The `or_insert` method on `Entry` does exactly this: returns the value for the
`Entry`'s key if it exists, and if not, inserts its argument as the new value
for the `Entry`'s key and returns that. This is much cleaner than writing the
logic yourself, and in addition, plays more nicely with the borrow checker.
This code will print `{1: "hello", 2: "world"}`. The first call to `entry` will
insert the key `2` with the value "world", since `2` doesn't have a value
already. The second call to `entry` will not change the HashMap since `1`
already has the value "hello".
### Update a Value Based on the Old Value
Another common use case for HashMaps is to look up a key's value then update
it, using the old value. For instance, if we wanted to count how many times
each word appeared in some text, we could use a HashMap with the words as keys
and increment the value to keep track of how many times we've seen that word.

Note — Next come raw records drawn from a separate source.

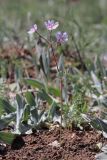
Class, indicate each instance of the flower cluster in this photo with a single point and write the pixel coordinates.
(61, 37)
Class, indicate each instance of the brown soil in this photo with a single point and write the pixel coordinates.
(74, 145)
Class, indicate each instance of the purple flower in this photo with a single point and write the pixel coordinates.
(51, 25)
(32, 29)
(61, 37)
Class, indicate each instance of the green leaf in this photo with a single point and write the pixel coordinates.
(5, 106)
(7, 137)
(26, 113)
(35, 83)
(99, 124)
(30, 99)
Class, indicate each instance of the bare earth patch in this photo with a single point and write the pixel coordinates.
(48, 145)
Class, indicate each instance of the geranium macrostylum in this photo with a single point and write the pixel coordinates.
(61, 37)
(32, 29)
(51, 25)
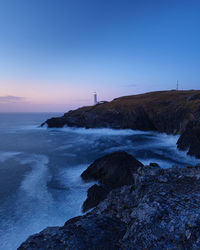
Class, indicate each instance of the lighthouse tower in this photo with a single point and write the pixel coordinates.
(95, 98)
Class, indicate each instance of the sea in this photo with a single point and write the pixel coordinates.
(40, 184)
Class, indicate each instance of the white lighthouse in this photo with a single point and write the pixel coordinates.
(95, 98)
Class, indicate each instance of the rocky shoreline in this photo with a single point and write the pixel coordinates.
(142, 207)
(172, 112)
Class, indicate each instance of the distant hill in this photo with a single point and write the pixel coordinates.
(172, 112)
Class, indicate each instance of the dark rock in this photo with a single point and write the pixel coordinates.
(152, 214)
(95, 195)
(162, 111)
(113, 170)
(190, 139)
(153, 164)
(82, 233)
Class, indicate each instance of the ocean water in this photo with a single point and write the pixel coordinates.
(40, 169)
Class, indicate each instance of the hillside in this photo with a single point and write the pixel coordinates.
(172, 112)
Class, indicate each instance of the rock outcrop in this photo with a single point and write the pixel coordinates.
(159, 211)
(111, 171)
(190, 139)
(162, 111)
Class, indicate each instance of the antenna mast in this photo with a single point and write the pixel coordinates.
(177, 85)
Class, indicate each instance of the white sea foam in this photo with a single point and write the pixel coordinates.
(99, 131)
(4, 156)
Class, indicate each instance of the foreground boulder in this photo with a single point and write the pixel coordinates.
(111, 171)
(190, 139)
(86, 232)
(161, 211)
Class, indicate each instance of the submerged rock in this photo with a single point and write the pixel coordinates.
(111, 171)
(95, 195)
(190, 139)
(162, 111)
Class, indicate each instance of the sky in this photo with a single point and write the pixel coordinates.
(55, 53)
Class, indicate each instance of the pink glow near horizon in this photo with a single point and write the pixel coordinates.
(49, 96)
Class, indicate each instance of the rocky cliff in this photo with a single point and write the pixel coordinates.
(172, 112)
(159, 209)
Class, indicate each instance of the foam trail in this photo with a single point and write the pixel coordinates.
(4, 156)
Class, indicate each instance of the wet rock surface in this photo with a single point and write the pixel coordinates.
(162, 111)
(190, 139)
(159, 211)
(111, 171)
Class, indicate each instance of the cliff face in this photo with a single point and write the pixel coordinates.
(162, 111)
(160, 210)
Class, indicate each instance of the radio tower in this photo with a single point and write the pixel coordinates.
(177, 85)
(95, 98)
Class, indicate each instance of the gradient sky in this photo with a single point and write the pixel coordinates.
(55, 53)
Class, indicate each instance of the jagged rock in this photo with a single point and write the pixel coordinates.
(162, 111)
(113, 170)
(95, 195)
(81, 233)
(190, 139)
(151, 214)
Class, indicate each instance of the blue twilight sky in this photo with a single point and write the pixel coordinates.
(55, 53)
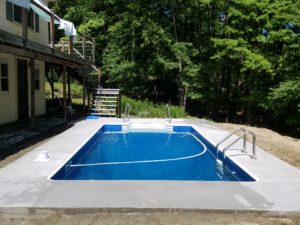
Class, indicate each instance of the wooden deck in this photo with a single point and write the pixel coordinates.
(19, 135)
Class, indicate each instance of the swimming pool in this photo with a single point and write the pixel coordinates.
(162, 152)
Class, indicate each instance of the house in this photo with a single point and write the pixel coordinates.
(27, 51)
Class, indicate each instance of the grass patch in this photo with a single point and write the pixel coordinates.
(146, 109)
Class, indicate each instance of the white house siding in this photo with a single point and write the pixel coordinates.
(41, 37)
(9, 100)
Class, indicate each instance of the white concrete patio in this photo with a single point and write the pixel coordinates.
(24, 183)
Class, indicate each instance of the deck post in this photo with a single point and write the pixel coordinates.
(89, 98)
(52, 82)
(69, 84)
(71, 45)
(94, 50)
(99, 77)
(25, 26)
(52, 32)
(32, 92)
(119, 104)
(83, 94)
(64, 92)
(83, 46)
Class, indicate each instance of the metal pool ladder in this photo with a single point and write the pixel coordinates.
(126, 113)
(244, 136)
(168, 113)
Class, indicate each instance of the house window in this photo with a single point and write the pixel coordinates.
(18, 14)
(37, 22)
(37, 78)
(31, 19)
(3, 76)
(14, 14)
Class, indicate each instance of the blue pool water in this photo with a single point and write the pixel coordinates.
(180, 155)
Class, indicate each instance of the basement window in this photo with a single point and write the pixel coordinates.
(3, 77)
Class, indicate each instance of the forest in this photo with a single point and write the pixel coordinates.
(227, 60)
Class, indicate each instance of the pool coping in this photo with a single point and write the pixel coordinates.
(24, 183)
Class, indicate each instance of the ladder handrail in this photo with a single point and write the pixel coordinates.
(126, 113)
(231, 134)
(241, 136)
(168, 113)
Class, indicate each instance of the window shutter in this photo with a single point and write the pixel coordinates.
(9, 11)
(37, 23)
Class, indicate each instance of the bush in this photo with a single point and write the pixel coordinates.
(146, 109)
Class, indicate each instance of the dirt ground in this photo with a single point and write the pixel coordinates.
(284, 147)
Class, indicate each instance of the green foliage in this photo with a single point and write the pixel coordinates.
(146, 109)
(224, 57)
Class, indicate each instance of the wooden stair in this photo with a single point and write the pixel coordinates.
(107, 102)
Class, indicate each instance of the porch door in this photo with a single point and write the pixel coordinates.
(22, 89)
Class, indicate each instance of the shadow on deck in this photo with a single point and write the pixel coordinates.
(20, 135)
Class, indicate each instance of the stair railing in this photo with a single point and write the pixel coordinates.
(126, 113)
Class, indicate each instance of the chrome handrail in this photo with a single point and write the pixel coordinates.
(243, 136)
(126, 113)
(168, 113)
(244, 144)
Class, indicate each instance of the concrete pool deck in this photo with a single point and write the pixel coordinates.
(24, 183)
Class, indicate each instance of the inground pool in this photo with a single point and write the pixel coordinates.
(119, 152)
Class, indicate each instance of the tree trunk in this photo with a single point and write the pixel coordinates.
(181, 91)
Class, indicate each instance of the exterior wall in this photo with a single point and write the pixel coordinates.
(9, 100)
(40, 99)
(40, 37)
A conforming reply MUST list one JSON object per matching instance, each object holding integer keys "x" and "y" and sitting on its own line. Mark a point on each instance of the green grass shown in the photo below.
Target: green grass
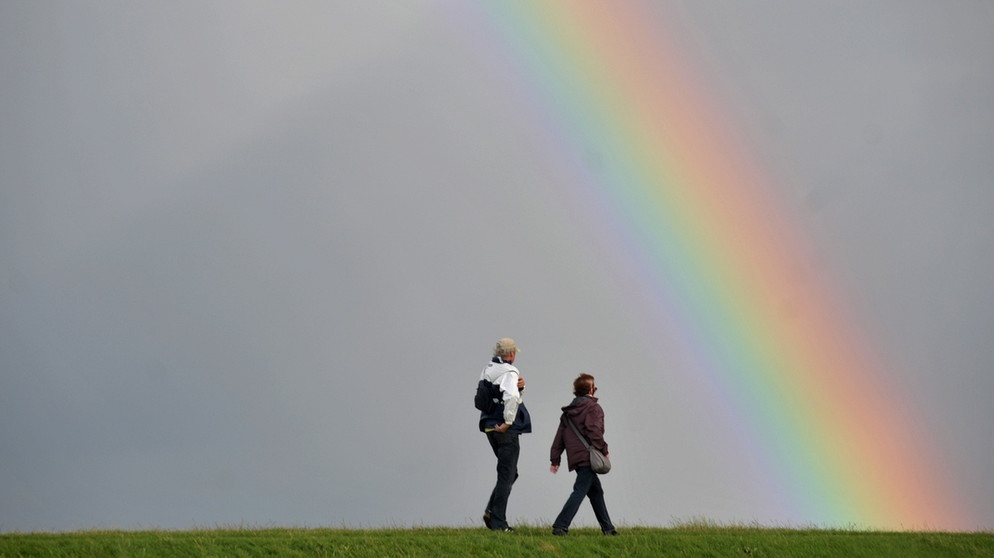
{"x": 687, "y": 540}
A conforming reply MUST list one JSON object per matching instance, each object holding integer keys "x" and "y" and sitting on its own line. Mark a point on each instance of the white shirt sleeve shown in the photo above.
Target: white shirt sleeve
{"x": 512, "y": 397}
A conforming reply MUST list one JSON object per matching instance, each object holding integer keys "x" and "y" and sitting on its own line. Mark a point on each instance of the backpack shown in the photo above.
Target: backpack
{"x": 487, "y": 396}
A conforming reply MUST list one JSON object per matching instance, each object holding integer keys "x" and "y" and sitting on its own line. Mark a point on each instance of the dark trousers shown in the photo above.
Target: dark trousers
{"x": 506, "y": 449}
{"x": 587, "y": 485}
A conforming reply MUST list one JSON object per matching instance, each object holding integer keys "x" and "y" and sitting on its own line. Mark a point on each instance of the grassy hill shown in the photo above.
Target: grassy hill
{"x": 526, "y": 541}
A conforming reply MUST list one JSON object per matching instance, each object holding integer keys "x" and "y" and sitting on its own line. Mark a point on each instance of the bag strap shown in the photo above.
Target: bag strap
{"x": 586, "y": 444}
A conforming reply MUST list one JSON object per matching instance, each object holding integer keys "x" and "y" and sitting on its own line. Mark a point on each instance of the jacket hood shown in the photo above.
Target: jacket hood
{"x": 578, "y": 405}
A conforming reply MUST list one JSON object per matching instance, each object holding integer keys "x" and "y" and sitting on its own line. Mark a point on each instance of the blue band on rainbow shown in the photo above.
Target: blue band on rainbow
{"x": 723, "y": 264}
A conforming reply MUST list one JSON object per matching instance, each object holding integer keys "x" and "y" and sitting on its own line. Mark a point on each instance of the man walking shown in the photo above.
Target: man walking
{"x": 503, "y": 426}
{"x": 588, "y": 416}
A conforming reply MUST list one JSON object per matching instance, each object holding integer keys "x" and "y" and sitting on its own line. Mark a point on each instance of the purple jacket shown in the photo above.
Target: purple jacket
{"x": 588, "y": 417}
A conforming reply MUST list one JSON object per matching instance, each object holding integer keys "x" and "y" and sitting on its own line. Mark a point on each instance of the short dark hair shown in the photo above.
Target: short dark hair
{"x": 583, "y": 385}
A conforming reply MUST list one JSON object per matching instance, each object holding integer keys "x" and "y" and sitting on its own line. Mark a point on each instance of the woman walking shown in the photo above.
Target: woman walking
{"x": 588, "y": 417}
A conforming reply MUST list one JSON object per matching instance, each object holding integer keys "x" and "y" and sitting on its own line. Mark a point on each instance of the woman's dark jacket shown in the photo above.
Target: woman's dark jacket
{"x": 588, "y": 417}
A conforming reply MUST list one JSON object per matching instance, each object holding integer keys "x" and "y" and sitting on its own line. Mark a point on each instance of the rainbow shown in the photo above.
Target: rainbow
{"x": 723, "y": 263}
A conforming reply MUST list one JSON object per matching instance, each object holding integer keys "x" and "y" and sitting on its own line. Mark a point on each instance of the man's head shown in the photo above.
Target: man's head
{"x": 506, "y": 349}
{"x": 584, "y": 385}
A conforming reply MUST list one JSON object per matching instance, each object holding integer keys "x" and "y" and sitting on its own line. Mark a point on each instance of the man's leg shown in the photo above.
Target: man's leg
{"x": 507, "y": 451}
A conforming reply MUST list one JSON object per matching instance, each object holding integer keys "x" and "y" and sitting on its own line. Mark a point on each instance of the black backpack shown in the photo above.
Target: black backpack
{"x": 487, "y": 396}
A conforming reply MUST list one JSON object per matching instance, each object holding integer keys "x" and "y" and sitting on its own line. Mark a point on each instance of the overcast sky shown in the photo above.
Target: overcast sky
{"x": 253, "y": 256}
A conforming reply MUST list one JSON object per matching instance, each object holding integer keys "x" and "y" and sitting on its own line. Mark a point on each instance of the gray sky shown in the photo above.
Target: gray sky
{"x": 254, "y": 255}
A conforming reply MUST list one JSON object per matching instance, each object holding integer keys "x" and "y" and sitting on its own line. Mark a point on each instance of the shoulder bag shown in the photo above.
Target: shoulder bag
{"x": 599, "y": 462}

If this is the first time we've seen a word, we'll first insert the value `0`.
```rust
use std::collections::HashMap;
let text = "hello world wonderful world";
let mut map = HashMap::new();
for word in text.split_whitespace() {
let count = map.entry(word).or_insert(0);
*count += 1;
}
println!("{:?}", map);
```
This will print `{"world": 2, "hello": 1, "wonderful": 1}`. The `or_insert`
method actually returns a mutable reference (`&mut V`) to the value in the
HashMap for this key. Here we store that mutable reference in the `count`
variable binding, so in order to assign to that value we must first dereference
`count` using the asterisk (`*`). The mutable reference goes out of scope at
the end of the `for` loop, so all of these changes are safe and allowed by the
borrowing rules.
## Hashing Function
By default, HashMap uses a cryptographically secure hashing function that can
provide resistance to Denial of Service (DoS) attacks. This is not the fastest
hashing algorithm out there, but the tradeoff for better security that comes
with the drop in performance is a good default tradeoff to make. If you profile
your code and find that the default hash function is too slow for your
purposes, you can switch to another function by specifying a different
*hasher*. A hasher is an object that implements the `BuildHasher` trait. We'll
be talking about traits and how to implement them in Chapter XX.